A bundle of paper PB is made of a plurality of sheets of paper P placed on the paper feed tray 11. The paper feed roller unit 14 picks up a sheet of paper P on the top of the bundle of paper PB on the paper feed tray 11 to transfer toward the print unit 3 along the paper feed route RS. The paper feed roller unit 14 includes a scraper roller (paper feed roller) 31, a pickup roller 32, and a blocking plate 33.

The scraper roller 31 press-contacts with the sheet of paper Pat the uppermost position (the highest) among the sheets of paper P placed on the paper feed tray 11, picks up the sheet of paper P by frictional force, and transfers the sheet of paper P to the right. When a top position (height position of the uppermost sheet of paper P on the paper feed tray 11) of the bundle of paper PB on the paper feed tray 11 is at a predetermined paper feed position, the scraper roller 31 is given a paper feed pressure possible to pick up the uppermost sheet of paper P. The scraper roller 31 moves upward and downward to a certain extent according to fluctuations of the position (height) of the uppermost sheet of paper P. When the position of the uppermost sheet of paper P is lower than the paper feed position, the paper feed pressure decreases, and the scraper roller 31 easily spins round.

The pickup roller 32 handles the sheet of paper P, which is transferred by the scraper roller 31, between the pickup roller 32 and the stripper plate 16 to transfer the sheet of paper P to the right. The pickup roller 32 is arranged adjacent to the scraper roller 31 at the right of the scraper roller 31.

The blocking plate 33 is provided for the upper limit sensor 17 detecting that the top position of the bundle of paper PB on the paper feed tray 11 is at the paper feed position. The paper feed position is a position set as a height position of the uppermost sheet of paper P when the scraper roller 31 picks up the uppermost sheet of paper P on the paper feed tray 11. The blocking plate 33 swings around a rotation axis of the pickup roller 32 according to the upward and downward movements of the scraper roller 31.

The pickup motor 15 rotates to drive the pickup roller 32. The rotation driving force of the pickup motor 15 is transmitted from the pickup roller 32 to the scraper roller 31 by a driving force transmission mechanism (not shown). Accordingly, the scraper roller 31 rotates with the pickup roller 32.

The stripper plate 16 handles the sheet of paper P such that the pickup roller 32 transfers the sheet of paper P one by one. The stripper plate 16 press-contacts with the pickup roller 32 from under the pickup roller 32.
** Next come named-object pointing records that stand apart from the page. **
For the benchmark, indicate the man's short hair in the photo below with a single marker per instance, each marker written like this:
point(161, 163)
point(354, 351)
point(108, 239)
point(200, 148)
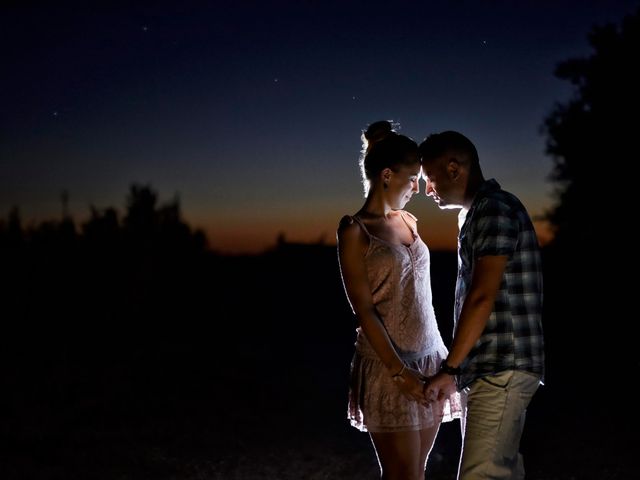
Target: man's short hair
point(438, 144)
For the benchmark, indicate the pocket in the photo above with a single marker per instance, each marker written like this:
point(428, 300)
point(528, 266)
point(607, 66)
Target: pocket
point(499, 380)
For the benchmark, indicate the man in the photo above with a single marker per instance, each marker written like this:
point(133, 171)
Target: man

The upper limit sensor 17 detects that the top position of the bundle of paper PB on the paper feed tray 11 is at the paper feed position. The upper limit sensor 17 is formed with a concave portion on the right thereof and is formed in an approximate U-shape having an opening on the right viewed from the top. In the concave portion, a light emitting device and a light receiving sensor are arranged to face each other. The blocking plate 33 of the paper feed roller unit 14 is inserted into the concave portion. The upper limit sensor 17 detects the blocking plate 33 when a light emitted from the light emitting device is blocked by the blocking plate 33 and the light receiving sensor does not receive the light from the light emitting device. The upper limit sensor 17 is arranged to detect the blocking plate 33 when the uppermost sheet of paper P on the paper feed tray 11 is at the paper feed position. When the uppermost sheet of paper P is lower than the paper feed position, the left part of the blocking plate 33 goes down with the scraper roller 31. On this occasion, the upper limit sensor 17 does not detect the blocking plate 33.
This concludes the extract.